A Real Roasting

What is life without a little experimenting along the way. I have spent the last couple of months drinking freshly ground coffee beans, and while I was content at that level of coffee depth events have forced my hand. Coffee is one of those consumables which we really should have the organic version of. It absorbs a large quantity of the chemicals sprayed on it which then enter us through consumption, more so than many other foods. While searching online for big bags of organic coffee beans then, I discovered that the green unroasted version was ten pound cheaper, a little spark was born.

The internet is the font of all knowledge and I love it for it and with only twenty minutes devoted to this I discovered it is seemingly quite easy to roast your own beans. It isn’t necessarily easy to roast them well or with accuracy, but to do a rough job and get started is pretty straightforward. And this is what I’ve done.

I was pretty calculated about it too which is not my usual haphazard wing it style. I timed the first crack, which is when they are starting to dry and nearly at the first level of ready. Taste dependent of course. I timed when I shook them about in the pan so they mixed and roasted evenly. In the end I actually roasted them longer than most online articles suggested. There were some saying five to ten minutes and some ten to fifteen minutes but considering nothing had happened by five minutes and I didn’t even get my first crack until twelve minutes, the twenty two minutes I gave them felt right in the moment. Felt right in a moment of inexperience however is not always the most reliable of barometers but well I had to wing it at some point.

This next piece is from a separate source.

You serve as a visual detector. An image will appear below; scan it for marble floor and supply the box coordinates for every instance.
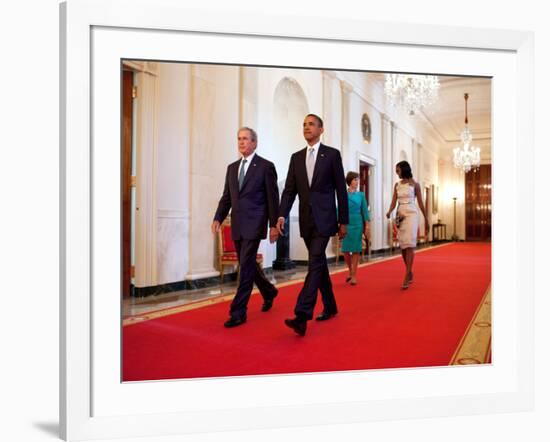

I say all that with the confidence and bravado of someone who has successfully roasted and brewed his first coffee but the truth is they’re still cooling off in the freezer and I have no idea how successful I have been. Apparently I should still leave it over night before brewing so it can continue to de-gas but for the sake of this piece I’m just going to brew myself a coffee and report the outcome before publishing. What is life without risk.

The anticipation….

Like a good whisky I have added a touch of water to stretch the flavour.

My first cup of home roasted and ground coffee

It smells like coffee. And it tastes like coffee, if somewhat a little bitter. Definitely going to be adding some milk. It’s a start, not as bad as it could have been but certainly could be better. Good fun this coffee roasting.

The final product

Tomorrow

The challenge of an experiment or a learning experience, or whatever is best to describe my attempts at learning discipline and practising writing at the same time, is that there will be days when nothing really comes to mind about what to talk about. There is a list of things written down in a notebook somewhere, a notebook unfortunately out of reach in the next room, on various topics that could be worth writing about. This list was written down about six months ago though when the idea of writing this first arose and bar What would Henry Rollins do no other topic on the list comes to mind. That is however not the point because so far nothing that I have written about has been from any list or pre planned. That may be pretty obvious, mostly each piece seems off the cuff and I have preferred that to planning as seeing something evolve organically is enjoyable, and let’s be honest having a little ramble for four hundred words is far less effort than writing about a particular topic.

Do people enjoy reading a little ramble that’s the thing. There are plenty of blogs, opinion pieces or editorials in which if you look carefully it is pretty clear they’re not much other than a little ramble dressed up as serious journalism. Todays piece certainly doesn’t even reach those levels as it threatens to drift off to sleep in the gutters of nothingness but that doesn’t mean it’s existence has no value. We never know what is born out of any event, cause and effect if you will, it isn’t alway the moments which appear great that holds a true sense of enormity in a lasting sense. Sometimes things are born out of the most inconspicuous of events and this may just be one of them. It equally may not, that is for future us to discover. What is clear though is that if every moment has the possibility of creating something whose significance is not immediately obvious, then we should not dismiss any moment. Another way of putting that is that we could attempt to be conscious of all we do at all times. Be the Buddha, be enlightened he says, be human also but don’t dismiss something because on first glance it appears to hold no immediate value. Today though, the task of rambling with an obvious conclusion is complete, but we never know what tomorrow will bring.